13 – Flow Control (conflation under backpressure)

A high-frequency SSE feed that conflates under backpressure: it reads $scope->{'pagi.transport'} and, when the client falls behind, skips stale readings so a slow client always gets the freshest one instead of a growing backlog. pagi.transport is the server-side analogue of the browser's WebSocket.bufferedAmount.

This is the conflation recipe from PAGI::Cookbook ("Flow Control"), shown over SSE so you can try it with curl. The cookbook's version uses WebSocket; the pattern is identical.

Quick Start

1. Start the server:

pagi-server --app examples/13-flow-control/app.pl --port 5000

2. Fast client — the feed stays healthy (nothing skipped):

curl -N -H "Accept: text/event-stream" http://localhost:5000/

The server log shows [healthy] sent=… skipped=0.
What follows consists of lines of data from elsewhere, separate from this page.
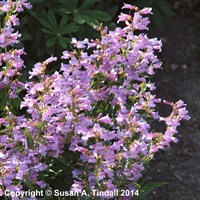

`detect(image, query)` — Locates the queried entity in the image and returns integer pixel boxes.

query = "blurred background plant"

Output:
[18,0,177,70]
[18,0,119,72]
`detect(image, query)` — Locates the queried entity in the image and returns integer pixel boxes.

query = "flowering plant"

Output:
[0,0,189,199]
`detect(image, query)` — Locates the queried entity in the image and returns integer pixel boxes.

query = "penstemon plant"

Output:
[0,0,189,199]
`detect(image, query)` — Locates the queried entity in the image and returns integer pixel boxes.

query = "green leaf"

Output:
[46,37,57,47]
[60,8,72,14]
[79,0,99,9]
[60,22,79,34]
[59,0,78,10]
[80,10,112,21]
[74,14,99,28]
[154,0,174,16]
[38,18,55,31]
[41,28,56,35]
[48,11,57,29]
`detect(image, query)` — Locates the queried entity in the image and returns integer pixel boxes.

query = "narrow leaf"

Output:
[79,0,99,9]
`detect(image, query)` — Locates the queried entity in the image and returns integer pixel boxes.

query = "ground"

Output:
[147,1,200,200]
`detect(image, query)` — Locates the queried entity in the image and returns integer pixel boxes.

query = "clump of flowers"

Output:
[0,1,189,199]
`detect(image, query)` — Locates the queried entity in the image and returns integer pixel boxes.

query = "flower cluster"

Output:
[0,1,189,199]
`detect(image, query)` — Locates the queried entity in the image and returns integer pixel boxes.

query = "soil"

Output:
[147,0,200,200]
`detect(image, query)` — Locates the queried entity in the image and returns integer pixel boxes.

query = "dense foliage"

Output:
[0,0,189,199]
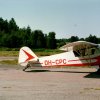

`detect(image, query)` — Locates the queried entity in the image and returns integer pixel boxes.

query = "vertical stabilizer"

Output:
[18,47,38,66]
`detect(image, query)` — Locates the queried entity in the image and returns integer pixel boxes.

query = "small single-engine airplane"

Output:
[18,41,100,72]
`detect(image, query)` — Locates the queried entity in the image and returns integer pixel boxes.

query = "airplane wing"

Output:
[60,41,99,57]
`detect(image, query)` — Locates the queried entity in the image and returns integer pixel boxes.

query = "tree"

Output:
[9,18,19,32]
[47,32,57,49]
[85,34,98,43]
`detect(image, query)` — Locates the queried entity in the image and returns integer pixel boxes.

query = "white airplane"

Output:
[18,41,100,72]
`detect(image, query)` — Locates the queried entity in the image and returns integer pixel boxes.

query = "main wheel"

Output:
[23,64,31,71]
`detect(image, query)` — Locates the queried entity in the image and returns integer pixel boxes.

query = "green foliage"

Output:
[0,17,100,49]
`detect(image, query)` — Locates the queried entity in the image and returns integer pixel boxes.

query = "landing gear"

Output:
[97,65,100,74]
[23,64,31,71]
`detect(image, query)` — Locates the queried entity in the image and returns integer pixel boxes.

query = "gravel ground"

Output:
[0,65,100,100]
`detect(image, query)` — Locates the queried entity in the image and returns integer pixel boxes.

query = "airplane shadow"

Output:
[84,72,100,79]
[25,70,50,72]
[25,70,100,79]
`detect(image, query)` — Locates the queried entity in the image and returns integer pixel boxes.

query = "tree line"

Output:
[0,17,100,49]
[0,18,57,49]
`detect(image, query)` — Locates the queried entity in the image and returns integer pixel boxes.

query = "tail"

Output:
[18,47,38,66]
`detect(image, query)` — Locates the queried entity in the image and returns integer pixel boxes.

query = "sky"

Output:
[0,0,100,39]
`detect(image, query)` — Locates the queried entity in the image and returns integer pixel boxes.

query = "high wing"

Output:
[60,41,100,57]
[18,41,100,71]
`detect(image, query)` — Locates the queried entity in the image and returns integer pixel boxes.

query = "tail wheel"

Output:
[23,64,31,71]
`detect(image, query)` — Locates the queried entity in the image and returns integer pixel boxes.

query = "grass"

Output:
[0,60,18,65]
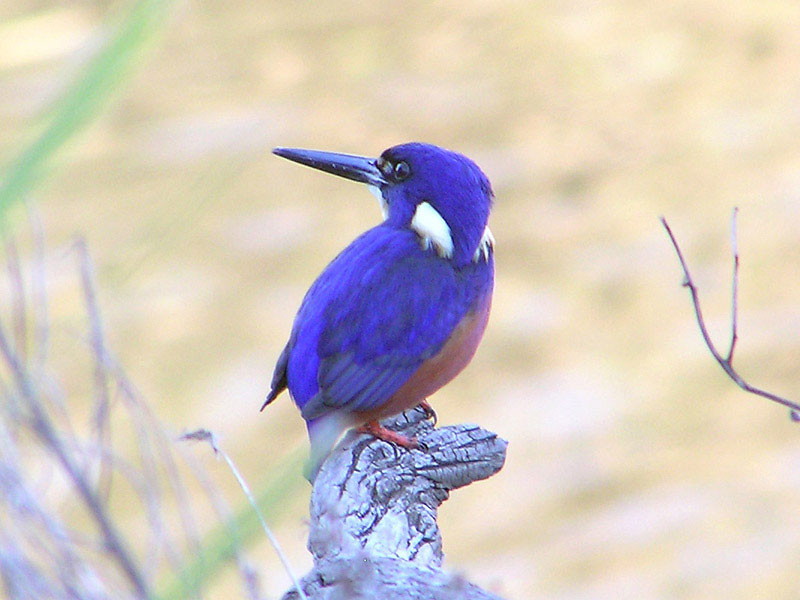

3. Slow client — watch it conflate. Throttle the reader so it falls behind (here with pv, ~2 KB/sec). After a few seconds the client's read backlog builds and the server log flips to CONFLATING, with the skipped count climbing:

curl -N -H "Accept: text/event-stream" http://localhost:5000/ | pv -qL 2000
[CONFLATING] sent=12 skipped=137 buffered=33792

The client keeps receiving fresh readings; the stale ones in between are dropped rather than queued. (No pv? Any slow consumer works — e.g. pipe into a script that sleeps between reads.)

How it works

buffered_amount reports the bytes queued for the client but not yet on the wire. The app skips a send whenever that exceeds half of high_water_mark, so it never even reaches the point where the server would block the send. The same handle also offers on_high_water / on_drain callbacks for sources you can't pace by skipping — see the cookbook.